Friday, 31 July 2015

More on games and brilliance

Some thoughts following on from my last post.

I should point out that my definition of games is clearly not a complete definition. Something which has no purpose outside itself might well be considered something worthwhile in its own right. Consider: "living a valuable and worthwhile life". It seems odd to class that together with tiddlywinks in the category of 'games'. (It may be that life is a game, or is ultimately meaningless, but I would hope that we can find a way of distinguishing games from the rest of life while remaining agnostic on these issues.)

One way of looking at is is to import some additional test of triviality.
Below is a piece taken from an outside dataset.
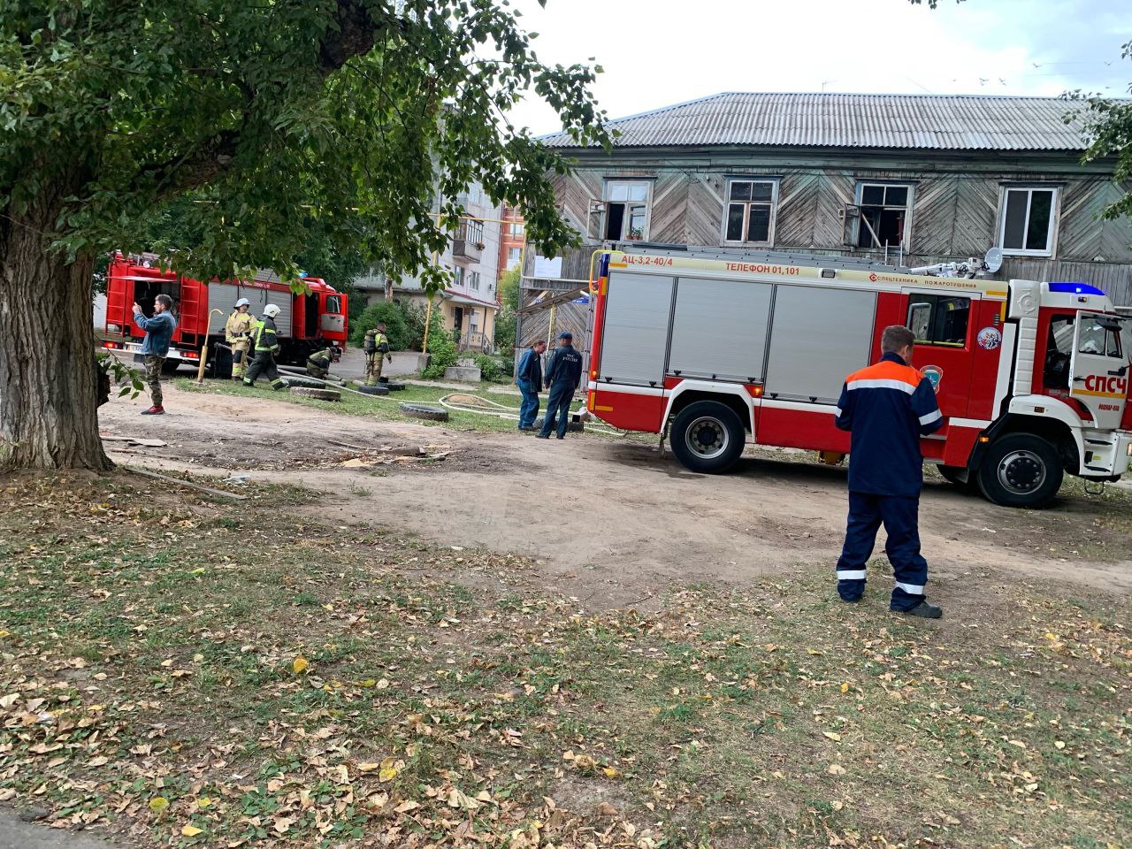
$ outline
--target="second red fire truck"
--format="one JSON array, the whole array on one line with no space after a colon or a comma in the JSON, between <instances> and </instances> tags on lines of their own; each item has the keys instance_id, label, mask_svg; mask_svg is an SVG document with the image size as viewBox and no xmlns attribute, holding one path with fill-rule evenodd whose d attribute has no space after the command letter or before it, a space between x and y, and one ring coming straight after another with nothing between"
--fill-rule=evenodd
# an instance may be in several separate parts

My initial reason for resisting this was Papineau's point (made on his blog, not in the TLS) that there is nothing essentially trivial about sport. (He does not consider 'sport' to be a sub-category of 'game', but let us leave that to one side.) I thought it right to separate 'games' from, say 'work' while remaining agnostic as to whether the professional sportsman or chess player is wasting his or her time. It seems to me that we need a value-free definition of the activity before deciding that issue.

I suspect that the answer lies in the word 'play', which is the correct verb to describe participation in a game. So, for example, we can imagine someone in 18th century London who sets out to become a gentleman in a true Lord Chesterfield sense. He considers this something worth doing in its own right, and not for some ulterior purpose (let us imagine that he already has wealth, titles and a position in society). He is not playing. Then let us suppose someone with a time machine who fancies visiting 18th century London and establishing himself at the pinnacle of respected society. He has no aim in mind other than to have fun (e.g. no academic anthropological or historical intentions). The two men carry out the same activities and in each case for their own sake, but the second one is merely playing. (Query: what if the time machine broke and the second one could not go back? what if he knew beforehand that he would not be able to go back?) The concept of 'play' imports the necessary distance between 'games' and the ultimately worthwhile stuff of life itself.

I do not think that 'play' necessarily imports any notion of triviality. There is clearly a high degree of overlap between play and trivial matters, but that is unsurprising as there must be a large amount of ultimately trivial playing of games (or sports). However, we are all aware that a game can be played seriously or in earnest. There are high-stakes games, and not just ones where a lot of money is at stake: consider local derbies in football or an India-Pakistan cricket match. Moreover, Papineau would add (and I am minded to agree) that there is something inherently serious and worthy of respect in the highest achievements of sportsmen, albeit they are only ever playing. I think the concept of 'play' is one which leaves open the question of whether it is ever right that a game should be treated as serious in any of these senses, whether i.e. play can or should be other than trivial.

I don't think any of this affects the point I was making in my earlier post. Indeed, it is perhaps easier to see 'brilliance' as a quality of 'play' than of anything else. For example, there is a faint suggestion that there are 'points for style' available for something that might be categorised as 'brilliant', and that seems to fit naturally into playing.

Finally, I will spare you thoughts on playing the game in Vitaï Lampada and on climbing Mt Everest 'because it is there' (not playing at all, and yet ...) and leave you just this: although these seem far from our starting point (academic philosophy departments), we still seem to be stuck with the crazy things that men get up to.